El conflicto en el sur de Chile y Argentina, que incluye violencia y radicalización política, pone en el foco un problema existencial de América Latina: qué lugar ocupan los millones de habitantes de pueblos aborígenes históricamente invisibilizados.
El “polvorín” mapuche: la lucha de los pueblos originarios se va tensando por radicalización política
La visión catastrófica en la memoria colectiva originaria lo que abona un ‘estado de guerra’ permanente contra la usurpación europeizante, y los permanentes desmanejos políticos y abusos de los estados modernos sobre los derechos de los pueblos ancestrales dembocan en conflictos cada vez más violentos. Ejemplo de ello es la tirante relación en la Patagonia Argentina y Chilena.

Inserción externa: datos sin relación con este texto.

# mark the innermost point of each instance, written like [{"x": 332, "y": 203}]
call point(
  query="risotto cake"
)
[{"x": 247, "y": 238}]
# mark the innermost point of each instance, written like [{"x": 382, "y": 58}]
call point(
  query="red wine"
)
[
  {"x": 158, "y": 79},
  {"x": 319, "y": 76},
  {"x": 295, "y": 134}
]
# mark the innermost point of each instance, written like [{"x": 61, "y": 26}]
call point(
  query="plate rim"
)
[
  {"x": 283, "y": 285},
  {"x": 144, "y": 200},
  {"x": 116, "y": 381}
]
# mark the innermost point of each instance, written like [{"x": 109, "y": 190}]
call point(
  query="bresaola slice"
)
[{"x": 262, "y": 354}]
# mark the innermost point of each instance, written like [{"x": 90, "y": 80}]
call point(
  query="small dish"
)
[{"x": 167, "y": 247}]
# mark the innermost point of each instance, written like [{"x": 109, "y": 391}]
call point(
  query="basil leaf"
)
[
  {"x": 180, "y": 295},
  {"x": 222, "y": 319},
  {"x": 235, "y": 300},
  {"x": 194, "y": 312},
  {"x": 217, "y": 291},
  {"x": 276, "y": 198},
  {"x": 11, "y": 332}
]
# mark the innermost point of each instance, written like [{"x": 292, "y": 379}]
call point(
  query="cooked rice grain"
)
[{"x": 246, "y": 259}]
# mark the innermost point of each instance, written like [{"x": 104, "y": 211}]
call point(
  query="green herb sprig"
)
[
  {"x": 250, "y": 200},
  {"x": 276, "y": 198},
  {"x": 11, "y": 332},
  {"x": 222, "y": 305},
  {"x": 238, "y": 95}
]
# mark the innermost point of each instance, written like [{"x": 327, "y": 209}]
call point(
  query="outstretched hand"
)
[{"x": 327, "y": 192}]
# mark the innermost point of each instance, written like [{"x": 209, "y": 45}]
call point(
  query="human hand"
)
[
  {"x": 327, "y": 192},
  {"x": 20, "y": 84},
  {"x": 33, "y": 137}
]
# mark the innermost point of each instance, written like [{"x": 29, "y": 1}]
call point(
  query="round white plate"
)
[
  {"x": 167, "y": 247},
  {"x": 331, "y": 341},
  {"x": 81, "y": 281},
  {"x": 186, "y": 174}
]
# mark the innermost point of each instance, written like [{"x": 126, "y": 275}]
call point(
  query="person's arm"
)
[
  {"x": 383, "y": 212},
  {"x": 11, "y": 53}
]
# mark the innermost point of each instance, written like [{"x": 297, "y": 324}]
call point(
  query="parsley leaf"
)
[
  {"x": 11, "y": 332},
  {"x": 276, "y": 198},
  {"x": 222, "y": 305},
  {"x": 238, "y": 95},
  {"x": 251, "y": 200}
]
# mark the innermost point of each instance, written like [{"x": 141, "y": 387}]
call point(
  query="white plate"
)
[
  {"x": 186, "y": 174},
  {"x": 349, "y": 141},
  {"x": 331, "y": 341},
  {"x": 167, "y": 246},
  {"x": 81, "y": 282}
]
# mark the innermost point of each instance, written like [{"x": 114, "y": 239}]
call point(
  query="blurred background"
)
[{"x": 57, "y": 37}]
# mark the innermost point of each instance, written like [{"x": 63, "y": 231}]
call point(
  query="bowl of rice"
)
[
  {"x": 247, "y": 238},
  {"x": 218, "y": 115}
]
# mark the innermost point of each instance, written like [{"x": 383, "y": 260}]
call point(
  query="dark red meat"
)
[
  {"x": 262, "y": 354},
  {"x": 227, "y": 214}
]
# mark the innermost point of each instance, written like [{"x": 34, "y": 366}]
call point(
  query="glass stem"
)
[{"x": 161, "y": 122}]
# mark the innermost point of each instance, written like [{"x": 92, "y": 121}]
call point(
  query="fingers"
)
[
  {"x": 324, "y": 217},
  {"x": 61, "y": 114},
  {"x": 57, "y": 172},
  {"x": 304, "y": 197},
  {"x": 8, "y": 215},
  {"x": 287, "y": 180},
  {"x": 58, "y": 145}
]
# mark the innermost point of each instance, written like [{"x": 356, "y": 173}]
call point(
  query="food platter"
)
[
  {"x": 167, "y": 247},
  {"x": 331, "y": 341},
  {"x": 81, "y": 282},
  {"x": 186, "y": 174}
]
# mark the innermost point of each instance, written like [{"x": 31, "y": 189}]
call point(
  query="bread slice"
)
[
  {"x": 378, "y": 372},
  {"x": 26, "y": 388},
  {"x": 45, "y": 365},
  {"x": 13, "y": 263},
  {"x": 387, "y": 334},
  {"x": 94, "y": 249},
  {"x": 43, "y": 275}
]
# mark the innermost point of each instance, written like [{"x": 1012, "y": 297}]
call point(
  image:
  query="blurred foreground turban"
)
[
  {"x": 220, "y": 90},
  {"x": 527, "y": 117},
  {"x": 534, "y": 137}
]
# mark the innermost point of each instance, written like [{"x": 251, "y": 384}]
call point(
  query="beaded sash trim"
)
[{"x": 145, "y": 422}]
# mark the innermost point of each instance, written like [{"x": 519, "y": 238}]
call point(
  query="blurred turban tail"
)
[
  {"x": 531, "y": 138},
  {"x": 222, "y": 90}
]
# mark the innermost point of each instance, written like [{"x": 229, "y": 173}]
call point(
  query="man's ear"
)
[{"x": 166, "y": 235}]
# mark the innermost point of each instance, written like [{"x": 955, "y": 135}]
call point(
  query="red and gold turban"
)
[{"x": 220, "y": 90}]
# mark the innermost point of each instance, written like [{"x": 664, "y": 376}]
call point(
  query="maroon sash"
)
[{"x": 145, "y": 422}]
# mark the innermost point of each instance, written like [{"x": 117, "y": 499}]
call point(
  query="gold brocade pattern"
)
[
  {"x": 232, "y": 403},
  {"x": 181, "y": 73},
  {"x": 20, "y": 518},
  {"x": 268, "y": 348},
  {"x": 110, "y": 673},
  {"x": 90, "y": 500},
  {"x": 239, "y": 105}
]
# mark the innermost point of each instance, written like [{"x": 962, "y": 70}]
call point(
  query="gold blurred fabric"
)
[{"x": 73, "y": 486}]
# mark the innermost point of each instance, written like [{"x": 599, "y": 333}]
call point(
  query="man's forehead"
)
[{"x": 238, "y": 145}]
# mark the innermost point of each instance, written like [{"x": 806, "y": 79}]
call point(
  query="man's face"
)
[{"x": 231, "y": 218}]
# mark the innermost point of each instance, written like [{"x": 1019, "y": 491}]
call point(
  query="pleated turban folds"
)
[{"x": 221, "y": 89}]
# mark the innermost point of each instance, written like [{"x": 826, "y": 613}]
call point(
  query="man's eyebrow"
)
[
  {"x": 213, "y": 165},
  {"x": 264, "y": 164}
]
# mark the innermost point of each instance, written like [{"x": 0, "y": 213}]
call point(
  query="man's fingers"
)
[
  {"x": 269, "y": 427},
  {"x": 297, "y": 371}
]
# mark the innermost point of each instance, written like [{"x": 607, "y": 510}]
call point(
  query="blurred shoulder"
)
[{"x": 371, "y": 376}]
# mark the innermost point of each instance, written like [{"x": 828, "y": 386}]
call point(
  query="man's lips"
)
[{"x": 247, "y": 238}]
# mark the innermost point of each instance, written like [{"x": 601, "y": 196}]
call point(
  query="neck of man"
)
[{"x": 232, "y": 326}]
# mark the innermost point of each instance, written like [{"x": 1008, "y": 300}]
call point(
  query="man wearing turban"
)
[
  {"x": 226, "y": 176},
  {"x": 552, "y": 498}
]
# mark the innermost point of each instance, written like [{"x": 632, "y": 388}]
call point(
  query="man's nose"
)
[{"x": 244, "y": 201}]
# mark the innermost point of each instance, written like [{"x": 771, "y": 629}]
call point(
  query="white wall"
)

A media mañana del 15 de marzo, en su cuarto día como ministra del Interior del recién asumido presidente Gabriel Boric, Izkia Sitches se dirigía junto a una comitiva a reunirse con representantes mapuches en el sur de Chile. Era su primera actividad oficial y el bautismo no pudo ser peor: la recibieron a balazos en Temucuicui, 690 kilómetros al sur de Santiago. “Si quieren entrar así están muy equivocados, podemos recibir a Siches y Boric si hablamos de restituir territorios”, afirmó después Víctor Queipul, lonko (máxima autoridad) de la zona. En respuesta, el joven presidente chileno declaró el estado de excepción y mandó a los militares -como ya lo había hecho su antecesor Sebastián Piñera- a custodiar la Macrozona Sur (la Región de La Araucanía y las provincias de Arauco y Biobío).
La comunidad mapuche es el pueblo originario más numeroso de Chile: casi un millón de personas se consideran miembros de esa cultura. También están presentes en Argentina, aunque en menor proporción. Ellos, como el resto de sus hermanos aborígenes en América, vienen luchando por reivindicar sus derechos, históricamente cercenados.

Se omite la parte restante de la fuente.